Estádio olímpico

By José Salinas02 December 2016

Queiroz Galvão y Caterpillar jugaron un rol crucial en la construcción del complejo de hockey sobre

Queiroz Galvão y Caterpillar jugaron un rol crucial en la construcción del complejo de hockey sobre pasto que se utilizó en las Olimpiadas de este año en Río de Janeiro

Nas Olimpíadas do Rio de Janeiro, o desafio não ficou restrito aos países e atletas, na busca por medalhas.

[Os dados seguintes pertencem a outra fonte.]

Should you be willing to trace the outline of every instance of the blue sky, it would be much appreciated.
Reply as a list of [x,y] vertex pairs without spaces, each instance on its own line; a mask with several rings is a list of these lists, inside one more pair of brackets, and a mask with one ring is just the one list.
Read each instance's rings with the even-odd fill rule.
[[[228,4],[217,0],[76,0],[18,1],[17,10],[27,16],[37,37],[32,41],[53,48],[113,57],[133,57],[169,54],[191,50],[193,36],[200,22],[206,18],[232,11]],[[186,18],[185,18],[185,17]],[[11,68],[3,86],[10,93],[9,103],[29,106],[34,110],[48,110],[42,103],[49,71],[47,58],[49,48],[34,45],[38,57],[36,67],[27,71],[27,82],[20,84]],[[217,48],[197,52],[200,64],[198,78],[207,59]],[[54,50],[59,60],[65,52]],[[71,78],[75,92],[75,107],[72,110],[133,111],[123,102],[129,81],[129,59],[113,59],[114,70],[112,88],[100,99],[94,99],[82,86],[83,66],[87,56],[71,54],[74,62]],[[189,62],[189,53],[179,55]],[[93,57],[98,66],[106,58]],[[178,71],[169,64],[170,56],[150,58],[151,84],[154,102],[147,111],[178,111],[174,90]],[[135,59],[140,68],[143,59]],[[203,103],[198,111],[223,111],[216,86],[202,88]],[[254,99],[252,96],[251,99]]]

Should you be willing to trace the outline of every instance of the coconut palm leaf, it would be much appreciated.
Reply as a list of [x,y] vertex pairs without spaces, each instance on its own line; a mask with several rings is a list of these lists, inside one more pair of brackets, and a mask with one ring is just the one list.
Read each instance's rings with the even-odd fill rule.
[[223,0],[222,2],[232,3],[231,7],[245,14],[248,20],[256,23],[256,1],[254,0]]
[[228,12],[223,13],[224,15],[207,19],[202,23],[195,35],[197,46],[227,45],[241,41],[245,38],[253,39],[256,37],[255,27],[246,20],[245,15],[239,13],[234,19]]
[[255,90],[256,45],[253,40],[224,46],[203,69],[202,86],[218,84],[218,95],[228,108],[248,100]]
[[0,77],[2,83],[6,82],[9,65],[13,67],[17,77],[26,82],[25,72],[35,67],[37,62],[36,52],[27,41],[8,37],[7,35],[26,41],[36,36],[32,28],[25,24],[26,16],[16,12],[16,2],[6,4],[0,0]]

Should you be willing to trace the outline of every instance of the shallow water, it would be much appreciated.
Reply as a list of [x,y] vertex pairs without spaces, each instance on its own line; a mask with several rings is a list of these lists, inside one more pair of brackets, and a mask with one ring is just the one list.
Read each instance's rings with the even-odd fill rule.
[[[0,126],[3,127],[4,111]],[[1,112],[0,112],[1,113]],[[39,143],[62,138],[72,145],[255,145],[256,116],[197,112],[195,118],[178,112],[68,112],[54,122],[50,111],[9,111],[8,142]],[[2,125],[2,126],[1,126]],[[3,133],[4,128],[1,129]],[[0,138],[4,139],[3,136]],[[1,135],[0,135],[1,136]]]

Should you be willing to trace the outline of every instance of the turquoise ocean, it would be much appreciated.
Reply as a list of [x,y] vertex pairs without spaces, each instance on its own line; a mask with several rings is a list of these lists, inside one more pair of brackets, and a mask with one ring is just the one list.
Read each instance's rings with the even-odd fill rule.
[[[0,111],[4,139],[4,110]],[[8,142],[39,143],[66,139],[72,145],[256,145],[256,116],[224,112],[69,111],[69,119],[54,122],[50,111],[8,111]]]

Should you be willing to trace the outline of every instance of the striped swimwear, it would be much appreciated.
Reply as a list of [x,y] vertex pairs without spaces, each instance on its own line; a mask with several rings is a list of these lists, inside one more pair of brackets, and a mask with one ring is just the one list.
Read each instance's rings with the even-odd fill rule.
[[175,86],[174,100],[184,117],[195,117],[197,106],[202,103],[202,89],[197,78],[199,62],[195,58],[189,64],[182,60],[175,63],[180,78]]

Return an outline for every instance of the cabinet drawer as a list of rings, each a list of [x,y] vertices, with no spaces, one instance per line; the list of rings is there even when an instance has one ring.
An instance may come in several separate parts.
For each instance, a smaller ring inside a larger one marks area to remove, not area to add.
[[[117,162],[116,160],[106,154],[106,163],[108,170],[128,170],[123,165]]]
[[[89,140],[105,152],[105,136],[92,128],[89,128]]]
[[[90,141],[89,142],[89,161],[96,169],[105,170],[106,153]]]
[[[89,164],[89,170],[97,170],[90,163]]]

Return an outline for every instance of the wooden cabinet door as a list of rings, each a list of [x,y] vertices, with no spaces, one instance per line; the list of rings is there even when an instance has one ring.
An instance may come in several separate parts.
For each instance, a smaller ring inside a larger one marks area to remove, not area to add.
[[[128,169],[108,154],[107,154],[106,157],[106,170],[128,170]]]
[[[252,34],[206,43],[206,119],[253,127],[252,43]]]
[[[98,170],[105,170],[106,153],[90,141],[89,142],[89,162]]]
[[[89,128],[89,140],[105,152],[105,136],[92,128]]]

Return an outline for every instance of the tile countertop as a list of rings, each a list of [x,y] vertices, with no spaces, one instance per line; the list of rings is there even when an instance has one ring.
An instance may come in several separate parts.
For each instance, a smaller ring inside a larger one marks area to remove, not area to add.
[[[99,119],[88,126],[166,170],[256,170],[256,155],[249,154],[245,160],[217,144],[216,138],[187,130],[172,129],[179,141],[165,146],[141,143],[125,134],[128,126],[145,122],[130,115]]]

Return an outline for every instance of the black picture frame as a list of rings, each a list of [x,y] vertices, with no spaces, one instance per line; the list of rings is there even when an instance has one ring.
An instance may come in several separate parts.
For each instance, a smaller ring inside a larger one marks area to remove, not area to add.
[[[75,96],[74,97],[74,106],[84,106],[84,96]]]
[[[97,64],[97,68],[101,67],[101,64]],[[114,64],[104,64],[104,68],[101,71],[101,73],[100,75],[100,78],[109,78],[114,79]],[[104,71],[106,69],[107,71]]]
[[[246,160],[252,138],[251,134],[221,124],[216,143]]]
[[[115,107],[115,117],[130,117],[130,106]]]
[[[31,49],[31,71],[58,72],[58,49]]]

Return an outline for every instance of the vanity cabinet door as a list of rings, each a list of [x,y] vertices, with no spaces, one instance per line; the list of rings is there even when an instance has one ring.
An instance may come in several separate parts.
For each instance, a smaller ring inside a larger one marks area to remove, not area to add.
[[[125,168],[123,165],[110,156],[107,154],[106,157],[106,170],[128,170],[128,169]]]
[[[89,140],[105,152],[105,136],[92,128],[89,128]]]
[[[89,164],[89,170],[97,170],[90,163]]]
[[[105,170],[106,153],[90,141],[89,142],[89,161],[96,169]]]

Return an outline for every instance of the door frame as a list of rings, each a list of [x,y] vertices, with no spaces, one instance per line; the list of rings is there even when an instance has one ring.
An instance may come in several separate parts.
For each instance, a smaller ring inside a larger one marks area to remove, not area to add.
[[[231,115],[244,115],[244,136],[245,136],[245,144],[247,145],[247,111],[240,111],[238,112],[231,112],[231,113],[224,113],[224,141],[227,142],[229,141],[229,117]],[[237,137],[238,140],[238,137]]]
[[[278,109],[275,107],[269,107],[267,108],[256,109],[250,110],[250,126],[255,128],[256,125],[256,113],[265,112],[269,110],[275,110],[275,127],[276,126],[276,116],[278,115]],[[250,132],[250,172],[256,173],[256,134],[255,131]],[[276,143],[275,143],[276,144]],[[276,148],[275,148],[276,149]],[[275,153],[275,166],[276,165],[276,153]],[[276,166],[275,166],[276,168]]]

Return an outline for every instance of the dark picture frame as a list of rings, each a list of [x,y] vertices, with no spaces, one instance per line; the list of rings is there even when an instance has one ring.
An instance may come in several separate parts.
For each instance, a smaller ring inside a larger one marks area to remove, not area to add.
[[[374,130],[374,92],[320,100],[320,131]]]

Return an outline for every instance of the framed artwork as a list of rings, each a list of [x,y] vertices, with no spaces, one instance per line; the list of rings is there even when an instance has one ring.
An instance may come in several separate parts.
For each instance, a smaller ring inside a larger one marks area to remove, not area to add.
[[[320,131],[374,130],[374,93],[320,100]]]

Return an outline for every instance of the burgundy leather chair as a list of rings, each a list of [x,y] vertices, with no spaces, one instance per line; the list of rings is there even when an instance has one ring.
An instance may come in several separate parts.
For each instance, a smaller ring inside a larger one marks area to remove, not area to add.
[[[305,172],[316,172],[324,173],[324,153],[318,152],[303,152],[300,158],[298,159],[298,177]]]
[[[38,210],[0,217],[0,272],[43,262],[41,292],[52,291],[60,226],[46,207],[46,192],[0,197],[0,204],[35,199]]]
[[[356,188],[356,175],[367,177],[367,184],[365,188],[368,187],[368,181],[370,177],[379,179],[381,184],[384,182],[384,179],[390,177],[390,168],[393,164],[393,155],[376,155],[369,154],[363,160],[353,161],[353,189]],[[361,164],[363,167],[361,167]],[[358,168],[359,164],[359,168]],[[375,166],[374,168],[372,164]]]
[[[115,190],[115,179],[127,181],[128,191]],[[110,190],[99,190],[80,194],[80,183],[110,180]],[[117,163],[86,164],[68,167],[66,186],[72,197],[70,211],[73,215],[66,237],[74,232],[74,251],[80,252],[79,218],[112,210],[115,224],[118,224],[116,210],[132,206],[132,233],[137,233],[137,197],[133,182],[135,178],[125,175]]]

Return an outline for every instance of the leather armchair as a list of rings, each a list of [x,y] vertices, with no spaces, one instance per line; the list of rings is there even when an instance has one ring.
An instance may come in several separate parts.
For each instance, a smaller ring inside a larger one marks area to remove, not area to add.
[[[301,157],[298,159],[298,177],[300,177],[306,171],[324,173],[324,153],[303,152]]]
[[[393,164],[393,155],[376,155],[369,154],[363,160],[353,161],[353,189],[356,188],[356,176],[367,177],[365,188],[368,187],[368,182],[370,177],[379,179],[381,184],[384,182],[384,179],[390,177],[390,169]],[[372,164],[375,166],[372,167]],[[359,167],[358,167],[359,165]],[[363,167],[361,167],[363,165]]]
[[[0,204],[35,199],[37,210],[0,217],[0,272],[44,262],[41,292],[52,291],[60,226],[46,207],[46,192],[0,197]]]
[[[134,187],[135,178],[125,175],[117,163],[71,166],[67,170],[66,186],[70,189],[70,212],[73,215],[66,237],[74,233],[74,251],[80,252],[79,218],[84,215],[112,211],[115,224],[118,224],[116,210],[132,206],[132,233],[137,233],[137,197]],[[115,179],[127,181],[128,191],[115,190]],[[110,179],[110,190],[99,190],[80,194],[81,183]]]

A preparação da cidade e dos estádios que abrigariam as várias modalidades trouxeram consigo, é claro, todo um leque de problemas para a construção.

O Consórcio Transbrasil (formado pelas construtoras Odebrecht, Queiroz Galvão e OAS) ganhou os contratos para a construção do Complexo Esportivo de Deodoro, que incluía o Centro Olímpico de BMX, o Centro Olímpico de Hóquei sobre a Grama, o Estádio de Canoagem Slalom e a Pista de Mountain Bike.

O Centro Olímpico de Hóquei sobre a Grama, que ficou a cargo da Queiroz Galvão, representou um desafio incomum, pois a instalação requeria a construção de três campos, cada um de 50 m de comprimento e 30 m de largura, com superfície de grama artificial sobre uma fundação de asfalto. O projeto de pavimentação considerava especificações mais precisas que o que demanda para uma pavimentação com asfalto normal. Para agregar mais complexidade, o serviço tinha só três semanas para ser entregue.

Com este prazo curto, os executivos da Queiroz Galvão não quiseram assumir riscos e contrataram então a Sotreq, dealer da Caterpillar, para dar-lhe apoio. As empresas têm relação de longa data, já que a empreiteira é cliente tradicional da Caterpillar, contando atualmente com cerca de 30 máquinas da marca em seu portfólio.

Antes do começo da construção, o consultor da Caterpillar para Produtos de Pavimentação, Leonardo Kanan, realizou uma capacitação de dois dias a equipe do Consórcio Transbrasil. O executivo ensinou técnicas específicas que os trabalhadores iriam necessitar para dar conta dos desafiantes requisitos técnicos do local.

Inicialmente, havia preocupação a respeito de saber se uma pavimentadora Cat AP1055D, com mais de 7 mil horas de trabalho, seria capaz de cumprir com as especificações mencionadas, mas Kanan lhes assegurou que “o mais importante era como o equipamento iria ser configurado e usado; tudo o que se precisava era de certo treinamento”.

Não obstante, o primeiro dia de trabalho já mostrou complexidades, posto que a superfície apresentava imperfeições e defeitos de pequena escala, porém as tolerâncias não davam muito espaço para melhoras. Cada campo devia ser pavimentado em duas camadas, cada uma com 3,5 centímetros de profundidade. As especificações exigiam uma inclinação de -0,4% do centro de cada campo para as bordas.

A pavimentação começou colocando-se a primeira camada do campo com uma mistura fina. A máquina AP1055D foi configurada para dispor o pavimento em faixas de 5 m de largura, de fora para dentro do campo. A mesa de pavimentação 10-20B Extended-A-Mat foi configurada para seguir uma linha de referência da camada a partir da borda externa, considerando a inclinação de 0,4% para o centro da superfície. A colocação da segunda camada, uma mistura de textura aberta, foi feita com uma guia que marcava a gradação de 0,4% para colocar a grama do campo.

A compactação final se realizou com um compactador de pneus, enquanto um rolo de tambor liso deu os arremates. Finalmente, o trabalho atendeu todas as especificações exigidas, e recebeu elogios do Comitê Olímpico Internacional (COI).

Kanan estava igualmente feliz. “Contar com um equipamento de vanguarda é agradável; mas o treinamento pode fazer com que uma pavimentadora muito usada anteriormente trabalhe como uma nova. Nenhum desafio é grande demais quando você tem uma grande equipe, um ótimo suporte e um equipamento sólido”, afirmou ele.